Ici, une fourche. Si le DOJ ne prend aucune mesure publique, SMCI pourrait remonter à 55-60 dollars grâce aux expéditions réelles de Blackwell et au rapport du T4 (prévu en août). Mais si le DOJ devient actif — même en annonçant simplement une enquête élargie — les actions chuteront à 30-35 dollars. Notez : les analystes de Mizuho fixent un objectif de 44 dollars, Barclays 34 dollars, JPMorgan 32 dollars. La fourchette est énorme. Cela signifie que personne ne comprend rien. Et quand personne ne comprend rien, l'argent intelligent n'entre pas ; il attend.

Ma prévision : d'ici fin août, SMCI se négociera autour de 38 à 42 dollars. En dessous des niveaux actuels. Parce que le risque DOJ se matérialisera progressivement à travers des fuites dans la presse, et les concurrents (Dell et HPE) commenceront à annoncer publiquement des transferts de commandes depuis SMCI. L'entreprise sera également confrontée à une pression sur les marges : pour financer sa croissance, elle aura besoin soit d'une offre secondaire, soit d'obligations convertibles, diluant ainsi les actionnaires existants.

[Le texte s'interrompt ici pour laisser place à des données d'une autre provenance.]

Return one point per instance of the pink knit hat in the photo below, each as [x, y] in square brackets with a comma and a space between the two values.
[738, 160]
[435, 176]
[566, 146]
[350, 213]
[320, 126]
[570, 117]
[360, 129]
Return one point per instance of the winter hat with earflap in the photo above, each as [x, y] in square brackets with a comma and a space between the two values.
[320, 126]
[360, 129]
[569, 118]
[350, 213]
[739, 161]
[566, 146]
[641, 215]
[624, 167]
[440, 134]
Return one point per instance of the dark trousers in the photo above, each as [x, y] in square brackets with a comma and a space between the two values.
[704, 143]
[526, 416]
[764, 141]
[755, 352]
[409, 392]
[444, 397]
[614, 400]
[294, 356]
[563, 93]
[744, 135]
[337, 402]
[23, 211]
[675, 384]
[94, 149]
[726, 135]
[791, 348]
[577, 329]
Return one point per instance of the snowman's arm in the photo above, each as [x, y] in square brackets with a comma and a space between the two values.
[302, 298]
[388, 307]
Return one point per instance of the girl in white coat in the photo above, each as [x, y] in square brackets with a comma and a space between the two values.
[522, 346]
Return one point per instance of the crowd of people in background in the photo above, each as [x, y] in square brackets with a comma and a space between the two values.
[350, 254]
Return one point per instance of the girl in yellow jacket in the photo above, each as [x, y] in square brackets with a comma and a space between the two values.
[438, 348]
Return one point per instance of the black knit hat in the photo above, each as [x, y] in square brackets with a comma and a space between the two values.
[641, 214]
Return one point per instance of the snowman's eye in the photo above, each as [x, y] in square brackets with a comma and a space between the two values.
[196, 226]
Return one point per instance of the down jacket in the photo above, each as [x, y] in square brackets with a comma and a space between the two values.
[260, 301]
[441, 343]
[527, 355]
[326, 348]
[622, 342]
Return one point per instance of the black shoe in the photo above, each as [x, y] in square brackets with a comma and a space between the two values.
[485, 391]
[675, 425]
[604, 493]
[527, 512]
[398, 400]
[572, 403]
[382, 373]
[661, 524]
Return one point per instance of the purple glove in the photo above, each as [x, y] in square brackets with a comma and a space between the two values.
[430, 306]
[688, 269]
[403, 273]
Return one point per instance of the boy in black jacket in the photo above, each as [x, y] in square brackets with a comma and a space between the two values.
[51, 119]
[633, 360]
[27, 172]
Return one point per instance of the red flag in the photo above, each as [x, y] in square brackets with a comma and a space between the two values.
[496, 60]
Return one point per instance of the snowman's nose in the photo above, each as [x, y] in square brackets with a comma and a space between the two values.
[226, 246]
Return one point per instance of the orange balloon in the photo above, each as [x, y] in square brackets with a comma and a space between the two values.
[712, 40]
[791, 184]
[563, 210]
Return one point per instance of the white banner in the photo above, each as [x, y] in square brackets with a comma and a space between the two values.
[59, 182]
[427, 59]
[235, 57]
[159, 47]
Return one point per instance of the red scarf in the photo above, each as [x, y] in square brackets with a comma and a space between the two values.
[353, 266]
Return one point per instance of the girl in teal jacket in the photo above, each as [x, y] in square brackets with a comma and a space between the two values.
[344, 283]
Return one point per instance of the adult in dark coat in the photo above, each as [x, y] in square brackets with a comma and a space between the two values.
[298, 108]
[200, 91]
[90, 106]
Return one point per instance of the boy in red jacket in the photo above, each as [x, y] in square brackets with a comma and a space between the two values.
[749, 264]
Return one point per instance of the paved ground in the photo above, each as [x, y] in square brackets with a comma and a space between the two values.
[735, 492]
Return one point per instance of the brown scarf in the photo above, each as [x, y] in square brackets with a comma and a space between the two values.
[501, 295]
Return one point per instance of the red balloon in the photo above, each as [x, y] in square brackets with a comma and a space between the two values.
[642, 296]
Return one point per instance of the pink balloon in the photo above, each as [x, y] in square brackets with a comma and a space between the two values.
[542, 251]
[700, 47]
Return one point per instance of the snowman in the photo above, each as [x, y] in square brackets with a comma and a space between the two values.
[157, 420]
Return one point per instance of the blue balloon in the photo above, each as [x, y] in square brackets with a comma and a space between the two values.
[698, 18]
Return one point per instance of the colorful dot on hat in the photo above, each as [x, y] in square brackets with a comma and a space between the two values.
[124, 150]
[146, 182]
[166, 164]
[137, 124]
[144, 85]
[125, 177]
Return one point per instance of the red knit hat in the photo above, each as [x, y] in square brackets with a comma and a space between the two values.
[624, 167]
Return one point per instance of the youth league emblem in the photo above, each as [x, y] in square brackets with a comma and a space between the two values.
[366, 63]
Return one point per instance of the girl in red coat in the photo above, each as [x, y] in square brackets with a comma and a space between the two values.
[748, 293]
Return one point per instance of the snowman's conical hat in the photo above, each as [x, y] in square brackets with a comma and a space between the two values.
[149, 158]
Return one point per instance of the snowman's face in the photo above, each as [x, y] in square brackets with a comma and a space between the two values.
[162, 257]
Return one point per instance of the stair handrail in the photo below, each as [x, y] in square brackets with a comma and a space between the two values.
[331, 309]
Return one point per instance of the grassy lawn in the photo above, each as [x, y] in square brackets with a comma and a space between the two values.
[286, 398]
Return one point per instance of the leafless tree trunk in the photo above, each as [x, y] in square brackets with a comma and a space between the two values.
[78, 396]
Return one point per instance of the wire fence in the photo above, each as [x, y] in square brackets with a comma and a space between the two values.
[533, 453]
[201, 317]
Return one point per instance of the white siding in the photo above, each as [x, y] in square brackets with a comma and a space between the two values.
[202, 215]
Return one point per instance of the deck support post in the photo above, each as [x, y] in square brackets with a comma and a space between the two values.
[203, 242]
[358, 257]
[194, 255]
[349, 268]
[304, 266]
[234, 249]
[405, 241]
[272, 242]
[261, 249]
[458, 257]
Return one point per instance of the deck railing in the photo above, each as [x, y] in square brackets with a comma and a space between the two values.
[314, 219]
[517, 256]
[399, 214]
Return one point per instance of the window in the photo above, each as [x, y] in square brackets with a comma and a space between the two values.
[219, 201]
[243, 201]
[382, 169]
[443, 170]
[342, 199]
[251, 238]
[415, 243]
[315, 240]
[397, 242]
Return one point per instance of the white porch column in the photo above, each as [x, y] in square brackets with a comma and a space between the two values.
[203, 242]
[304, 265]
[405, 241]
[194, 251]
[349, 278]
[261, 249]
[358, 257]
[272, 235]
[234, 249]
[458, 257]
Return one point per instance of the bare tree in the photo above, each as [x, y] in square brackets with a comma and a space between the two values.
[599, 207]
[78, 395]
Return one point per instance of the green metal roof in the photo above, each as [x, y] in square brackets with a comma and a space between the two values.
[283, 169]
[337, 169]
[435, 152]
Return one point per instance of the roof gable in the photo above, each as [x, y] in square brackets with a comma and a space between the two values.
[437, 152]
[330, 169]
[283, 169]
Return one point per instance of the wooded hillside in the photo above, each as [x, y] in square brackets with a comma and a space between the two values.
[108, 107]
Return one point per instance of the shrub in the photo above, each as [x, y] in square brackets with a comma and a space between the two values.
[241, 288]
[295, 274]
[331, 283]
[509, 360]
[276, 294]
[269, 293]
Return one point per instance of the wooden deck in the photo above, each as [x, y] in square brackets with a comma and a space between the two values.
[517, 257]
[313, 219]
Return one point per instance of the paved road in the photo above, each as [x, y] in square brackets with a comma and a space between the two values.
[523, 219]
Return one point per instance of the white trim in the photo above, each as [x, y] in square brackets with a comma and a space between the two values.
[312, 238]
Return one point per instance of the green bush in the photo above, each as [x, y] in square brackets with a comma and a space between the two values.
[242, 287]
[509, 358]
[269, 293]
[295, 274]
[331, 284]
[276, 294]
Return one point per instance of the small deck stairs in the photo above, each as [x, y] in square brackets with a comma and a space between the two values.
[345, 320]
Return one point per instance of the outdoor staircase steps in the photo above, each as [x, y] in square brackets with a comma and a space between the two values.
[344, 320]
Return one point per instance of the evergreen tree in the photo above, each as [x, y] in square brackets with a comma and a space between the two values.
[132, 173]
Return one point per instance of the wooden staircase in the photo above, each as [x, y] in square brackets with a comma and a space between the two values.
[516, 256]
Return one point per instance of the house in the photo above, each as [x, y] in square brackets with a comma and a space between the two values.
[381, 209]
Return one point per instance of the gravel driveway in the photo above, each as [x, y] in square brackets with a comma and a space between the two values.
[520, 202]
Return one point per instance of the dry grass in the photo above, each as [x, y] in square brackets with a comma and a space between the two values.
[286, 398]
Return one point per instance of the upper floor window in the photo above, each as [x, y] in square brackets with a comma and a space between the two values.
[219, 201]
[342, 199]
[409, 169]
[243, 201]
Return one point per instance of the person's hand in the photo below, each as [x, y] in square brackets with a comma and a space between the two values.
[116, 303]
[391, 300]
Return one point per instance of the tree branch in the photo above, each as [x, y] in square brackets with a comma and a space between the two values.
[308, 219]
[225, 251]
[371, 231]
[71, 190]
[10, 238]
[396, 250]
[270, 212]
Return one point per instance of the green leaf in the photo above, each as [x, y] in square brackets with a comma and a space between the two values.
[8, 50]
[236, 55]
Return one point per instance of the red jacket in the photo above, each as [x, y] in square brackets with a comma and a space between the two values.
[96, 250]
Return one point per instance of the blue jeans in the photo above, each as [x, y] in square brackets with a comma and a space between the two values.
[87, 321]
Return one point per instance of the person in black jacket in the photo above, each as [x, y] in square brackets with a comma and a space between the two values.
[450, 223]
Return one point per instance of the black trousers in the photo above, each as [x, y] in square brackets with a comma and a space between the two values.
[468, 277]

Séparément, notez : l'entreprise a 8,8 milliards de dollars de dettes bancaires contre 1,3 milliard de dollars de trésorerie. Ce n'est pas un niveau de faillite (pour l'instant), mais ce n'est pas confortable non plus. Toute hausse des taux de la Fed (pas attendue avant septembre, mais qui sait) rendra le service de la dette douloureux.


Prévision éditoriale

Actif : Actions Super Micro Computer (SMCI) sur le NASDAQ — baisse à court terme dans les 24 à 72 prochaines heures. Après une flambée de 15% sur les nouvelles de Blackwell, une prise de bénéfices est inévitable. Le support le plus proche est à 44,14 dollars ; s'il est cassé, 43,30 dollars. Niveau de confiance : moyen (65%), car le volume des échanges reste élevé et un short squeeze jusqu'à 48-49 dollars est possible sur tout commentaire positif de NVIDIA. Risque principal : une annonce inattendue d'un contrat majeur avec un hyperscaler américain qui l'emporte sur les risques DOJ. L'opinion éditoriale n'est pas une recommandation d'investissement.